Can we use American tools again? - Appropriate protection for data transfers to the United States under the Data Privacy Framework

On 20 September 2023, the Official Journal of the European Union published the 10 July 2023 decision adopting a new Adequacy Decision for companies in the United States of America certified under the Data Privacy Framework (DPF). This again allows data sharing with American organisations with much less worry. For now, anyway.

Should you stop using American tools then?

Organisations asking this question have been in a quandary in recent years. Since July 2020, data transfers to the US had become quasi-impossible as a result of the Court of Justice’s Schrems-II ruling. This invalidated the then EU-US Privacy Shield and imposed far-reaching obligations on companies wishing to use American tools (see our previous newsflash). Briefly, the reason lay in the lack of an adequate level of personal data protection in the US.

Many American companies were certified under this Privacy Shield, which made it very easy to engage in data exchange. In fact, data exchange outside the European Economic Area (EU + Iceland, Norway and Liechtenstein) requires a transfer mechanism. Thus, the adequacy decision is a mechanism by which the European Commission indicates that a particular country provides adequate safeguards for the protection of personal data. For the US, this was conditional on the American company being certified under the Privacy Shield.

Because the Privacy Shield was declared invalid, companies had to look for other transfer mechanisms to transfer personal data to the US. Most companies found those in the reworked Standard Contractual Clauses (SCCs) approved by the European Commission. However, according to the ECJ, these SCCs alone were not sufficient: companies had to examine whether supplementary measures were appropriate as a function of an in-depth analysis (so-called Data Transfer Impact Assessment or DTIA). These included measures such as encryption, anonymisation and pseudonymisation. Only once sufficient measures had been taken so that the level of protection could be guaranteed was a company then finally allowed to use American tools such as Google Analytics and Mailchimp. In practice, these measures were often very inefficient or far too expensive, which led to European alternatives being adopted more quickly.

Time to return to carefree data sharing with the United States

A good two years following the Schrems-II ruling, American President Joe Biden and European Commission President Ursula von der Leyen suddenly reached an agreement. This agreement was sealed in a presidential Executive Order.
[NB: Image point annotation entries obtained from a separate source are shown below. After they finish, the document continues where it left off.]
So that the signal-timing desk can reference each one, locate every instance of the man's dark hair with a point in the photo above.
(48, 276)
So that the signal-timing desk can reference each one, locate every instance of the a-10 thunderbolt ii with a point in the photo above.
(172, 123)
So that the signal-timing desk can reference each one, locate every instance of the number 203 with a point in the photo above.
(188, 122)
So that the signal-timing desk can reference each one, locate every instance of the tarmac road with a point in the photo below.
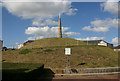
(85, 78)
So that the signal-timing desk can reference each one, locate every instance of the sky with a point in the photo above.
(23, 21)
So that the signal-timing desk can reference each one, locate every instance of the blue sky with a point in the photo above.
(77, 18)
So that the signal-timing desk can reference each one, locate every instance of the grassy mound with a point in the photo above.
(52, 54)
(54, 42)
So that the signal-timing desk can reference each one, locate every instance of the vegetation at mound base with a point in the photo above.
(53, 42)
(83, 55)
Hence, a successor to the Privacy Shield called the Data Privacy Framework came next. American companies can certify under it and thus fall within the scope of the adequacy act. The transition was extremely easy for companies already certified under the Privacy Shield in the past.

The main consequence of this adequacy decision is that it is now much easier to use American tools again. Because for organisations certified under the DPF, you no longer have to close SCCs and take additional measures. It also becomes much simpler for companies that are not certified under the DPF. You will still have to close SCCs or use another transfer mechanism, but you will no longer have to take far-reaching additional measures in many cases. The European Commission clarified in a Q&A that the measures taken by the US cover all transfers to the US, regardless of the transfer mechanism.

No stable solution

Since there have not, per se, been any conclusive substantive changes to American law since the Schrems-II ruling, it was also inevitable that well-known privacy advocate Max Schrems would challenge the new DPF. He expects the case to return to the ECJ by the end of 2023, early 2024. The ECJ will then have the option to suspend the DPF during the time of the proceedings. He expects the final decision of the ECJ in 2024 or 2025.

In early September, it was announced that a case against the DPF is already pending before the General Court (of the European Union). It should right away be noted that the chances of success are estimated to be low.

 Only time will tell whether the DPF holds up. Given Schrems’ previous victories and the fact that essentially no significant changes have been made, it is likely that he will win another case. That is why you should explore European alternatives or take sufficient additional safeguards when using American tools.

Looking for alternatives

While waiting for the final outcome, you can already prepare for the future with these steps:

• Map all tools within the company (vendor due diligence).
• Look for equivalent alternatives within Europe.
• Implement additional measures at your US tools.